McTamaney believes if the stipend were already in place and Wilken applied the same logic to the O’Bannon case, the NCAA might have already won in court.
Instead, the NCAA is headed back to a playing field where it has traditionally been successful.
According to a study released last month by Illinois professor Michael LeRoy, athletes suing the NCAA won 49 percent of the initial cases but the NCAA won 71 percent of the appeal in the second and third rounds.
This time, the governing body’s lawyers face a vastly different obstacle. The appeal, promised by NCAA President Mark Emmert, will be heard by the 9th U.S. Circuit Court, a venue that has a reputation for siding with labor. Remy has repeatedly said the NCAA will take this case to the U.S. Supreme Court if necessary.
If the ruling stands, some worry it could ruin non-revenue sports and others believe the NCAA could face additional litigation from female athletes who could argue they are not being compensated equally in violation of Title IX laws.
Still, NCAA critics contend Wilken’s decision didn’t go far enough in compensating players for the merchandise and video games that have produced millions in revenue for the NCAA and its members but not for the athletes themselves. Joseph Farelli, an attorney with Pitta & Giblin who specializes in labor law, argues there should be no cap at all. He’s not alone.
“I think how the court framed its injunction, exposed itself to some vulnerability,” said Jeffrey Shinder, managing partner of Constantine Cannon and a self-described NCAA critic who declined to go into specifics because he didn’t want to give the NCAA any advice.
Even NCAA supporters understand the rationale that if antitrust laws were broken, the players’ options should not be limited.

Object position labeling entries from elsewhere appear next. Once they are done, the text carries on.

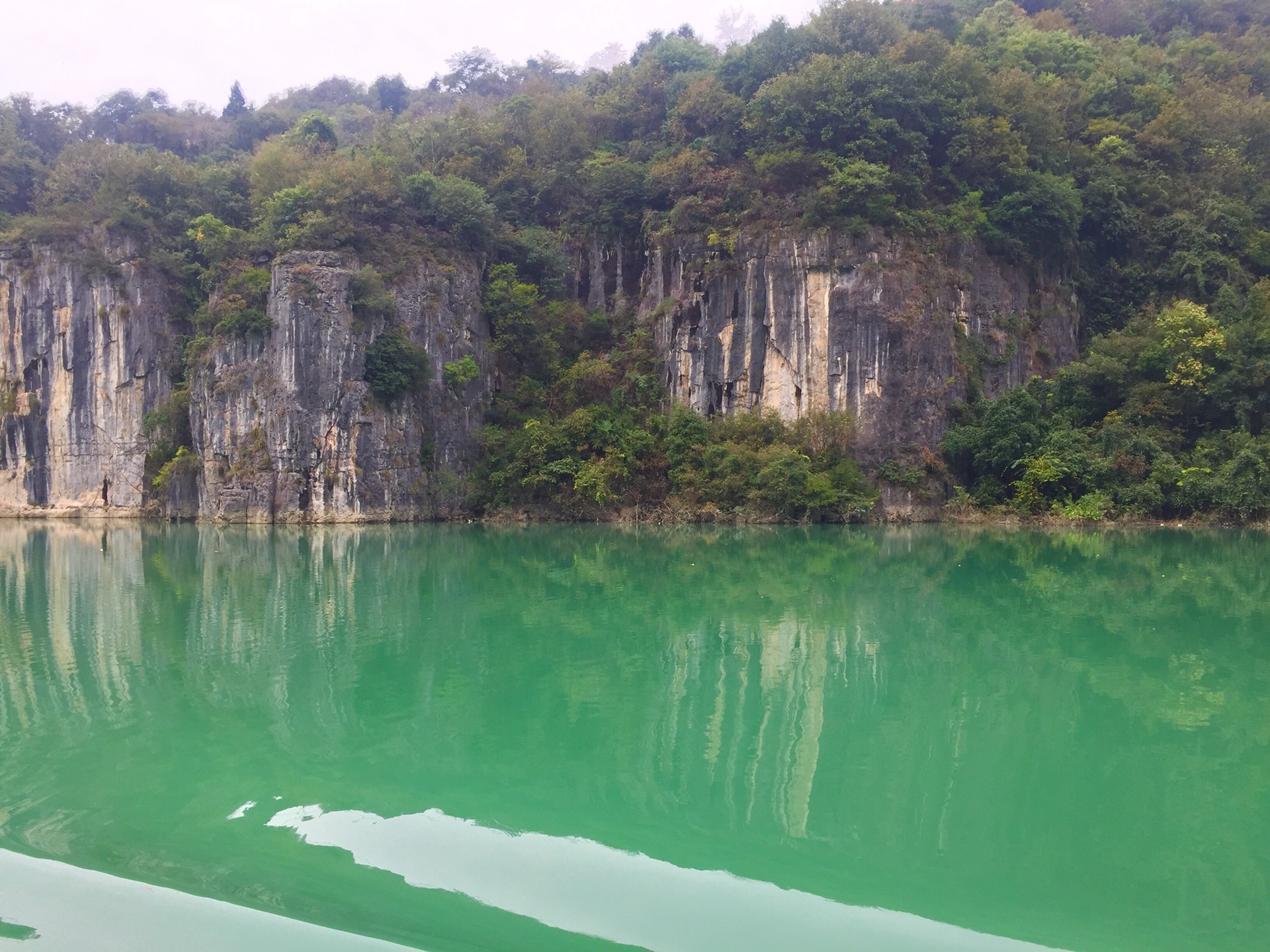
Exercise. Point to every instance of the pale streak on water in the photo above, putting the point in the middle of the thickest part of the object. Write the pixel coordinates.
(587, 888)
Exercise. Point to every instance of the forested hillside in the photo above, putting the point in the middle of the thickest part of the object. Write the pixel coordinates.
(1124, 143)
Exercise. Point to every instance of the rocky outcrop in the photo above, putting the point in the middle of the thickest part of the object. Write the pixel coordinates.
(890, 329)
(285, 424)
(284, 429)
(85, 346)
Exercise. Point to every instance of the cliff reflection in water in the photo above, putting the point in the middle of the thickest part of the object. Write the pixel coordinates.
(1058, 738)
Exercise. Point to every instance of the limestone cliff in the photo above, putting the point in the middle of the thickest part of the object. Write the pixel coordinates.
(285, 424)
(284, 427)
(892, 329)
(84, 349)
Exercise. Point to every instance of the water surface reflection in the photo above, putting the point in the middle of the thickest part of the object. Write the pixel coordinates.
(1058, 739)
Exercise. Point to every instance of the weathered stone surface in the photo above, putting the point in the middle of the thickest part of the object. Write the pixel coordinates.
(887, 328)
(284, 424)
(84, 349)
(287, 429)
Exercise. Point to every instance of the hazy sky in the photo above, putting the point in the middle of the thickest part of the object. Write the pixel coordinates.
(81, 50)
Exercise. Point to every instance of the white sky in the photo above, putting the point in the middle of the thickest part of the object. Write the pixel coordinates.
(83, 50)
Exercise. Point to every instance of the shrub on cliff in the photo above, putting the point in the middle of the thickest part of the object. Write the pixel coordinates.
(368, 296)
(396, 366)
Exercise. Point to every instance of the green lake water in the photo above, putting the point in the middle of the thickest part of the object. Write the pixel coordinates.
(1056, 739)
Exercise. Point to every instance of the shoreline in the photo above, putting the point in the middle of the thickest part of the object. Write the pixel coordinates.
(659, 517)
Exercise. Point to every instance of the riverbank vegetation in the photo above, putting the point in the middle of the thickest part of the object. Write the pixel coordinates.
(1123, 143)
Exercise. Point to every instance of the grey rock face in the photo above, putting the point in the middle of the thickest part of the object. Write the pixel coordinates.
(84, 349)
(286, 427)
(286, 430)
(284, 424)
(886, 328)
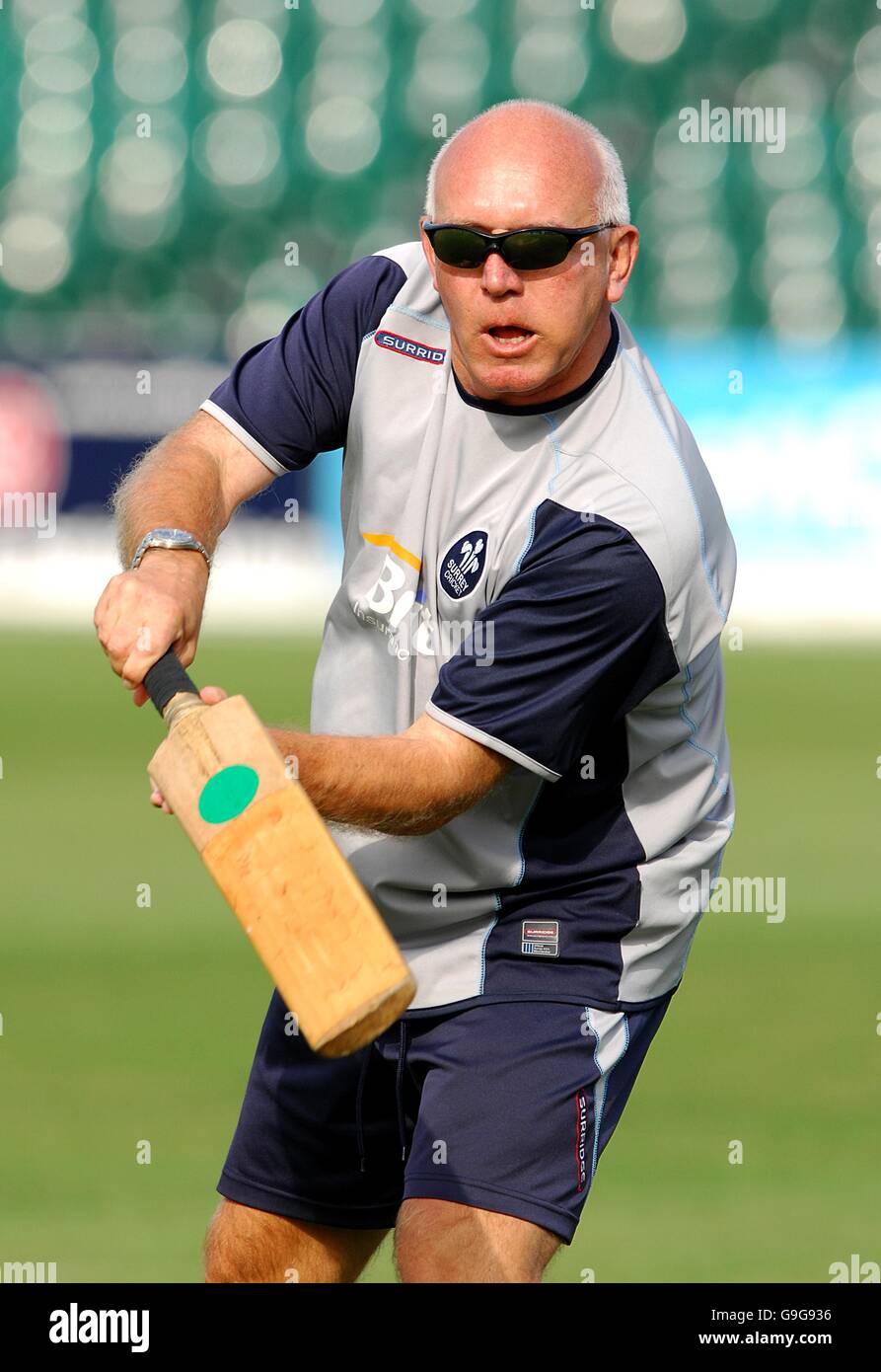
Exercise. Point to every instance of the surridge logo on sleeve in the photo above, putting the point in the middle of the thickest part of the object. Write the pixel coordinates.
(463, 566)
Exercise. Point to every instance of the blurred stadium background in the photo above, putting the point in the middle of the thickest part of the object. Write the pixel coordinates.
(175, 182)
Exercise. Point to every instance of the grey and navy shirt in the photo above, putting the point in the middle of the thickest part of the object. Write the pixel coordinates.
(548, 579)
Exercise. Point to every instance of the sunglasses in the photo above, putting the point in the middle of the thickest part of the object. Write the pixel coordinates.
(525, 250)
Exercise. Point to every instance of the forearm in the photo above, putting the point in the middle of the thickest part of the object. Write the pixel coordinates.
(178, 485)
(393, 784)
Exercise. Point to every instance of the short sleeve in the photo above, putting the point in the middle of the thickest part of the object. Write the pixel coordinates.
(574, 641)
(290, 397)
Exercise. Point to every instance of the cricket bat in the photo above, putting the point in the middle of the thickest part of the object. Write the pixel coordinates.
(319, 935)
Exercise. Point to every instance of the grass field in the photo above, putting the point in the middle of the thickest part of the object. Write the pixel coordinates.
(125, 1024)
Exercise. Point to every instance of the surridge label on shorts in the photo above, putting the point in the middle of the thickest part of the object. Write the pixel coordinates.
(541, 938)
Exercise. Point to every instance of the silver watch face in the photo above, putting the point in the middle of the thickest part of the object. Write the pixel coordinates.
(178, 535)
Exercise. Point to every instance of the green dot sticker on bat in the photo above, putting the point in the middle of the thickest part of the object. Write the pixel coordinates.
(227, 794)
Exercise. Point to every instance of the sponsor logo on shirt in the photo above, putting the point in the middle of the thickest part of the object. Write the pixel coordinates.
(541, 938)
(463, 566)
(409, 347)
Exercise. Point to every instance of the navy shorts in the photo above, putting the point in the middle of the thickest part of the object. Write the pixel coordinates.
(504, 1106)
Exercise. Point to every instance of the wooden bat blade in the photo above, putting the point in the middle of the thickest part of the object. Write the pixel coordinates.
(320, 938)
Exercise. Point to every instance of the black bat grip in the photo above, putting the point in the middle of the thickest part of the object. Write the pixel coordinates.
(165, 679)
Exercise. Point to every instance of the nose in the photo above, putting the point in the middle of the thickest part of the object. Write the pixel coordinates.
(498, 277)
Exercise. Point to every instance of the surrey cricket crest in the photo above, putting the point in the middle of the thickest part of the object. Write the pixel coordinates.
(463, 566)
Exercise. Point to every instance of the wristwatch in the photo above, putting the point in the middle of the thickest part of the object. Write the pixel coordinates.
(178, 538)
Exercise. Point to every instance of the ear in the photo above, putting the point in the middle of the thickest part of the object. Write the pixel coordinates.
(624, 253)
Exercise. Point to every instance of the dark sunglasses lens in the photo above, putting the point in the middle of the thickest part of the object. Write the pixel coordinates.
(530, 252)
(459, 247)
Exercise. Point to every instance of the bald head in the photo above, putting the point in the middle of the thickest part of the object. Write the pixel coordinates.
(527, 161)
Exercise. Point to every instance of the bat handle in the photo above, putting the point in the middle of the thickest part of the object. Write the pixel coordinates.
(171, 689)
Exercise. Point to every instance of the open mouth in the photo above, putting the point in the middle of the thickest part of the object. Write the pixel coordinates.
(511, 333)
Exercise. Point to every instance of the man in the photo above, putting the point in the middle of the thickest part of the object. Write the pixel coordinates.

But they’re urging the NCAA attorneys to question Wilken’s reasoning in setting the cap and continue to argue that college sports will be damaged if players are paid.
“I think the key to this case is whether these restraints are reasonable or not. I personally think that they are,” McTamaney said. “If the athletes turn out to be compensated for their performances, the fan perception and alumni perception, I think, would be dramatically different. I think their support of the schools would decline significantly. And all of that sort of comes full circle, because if the restraints are substantial to keeping the fiction of the student-athlete, then they are reasonable.”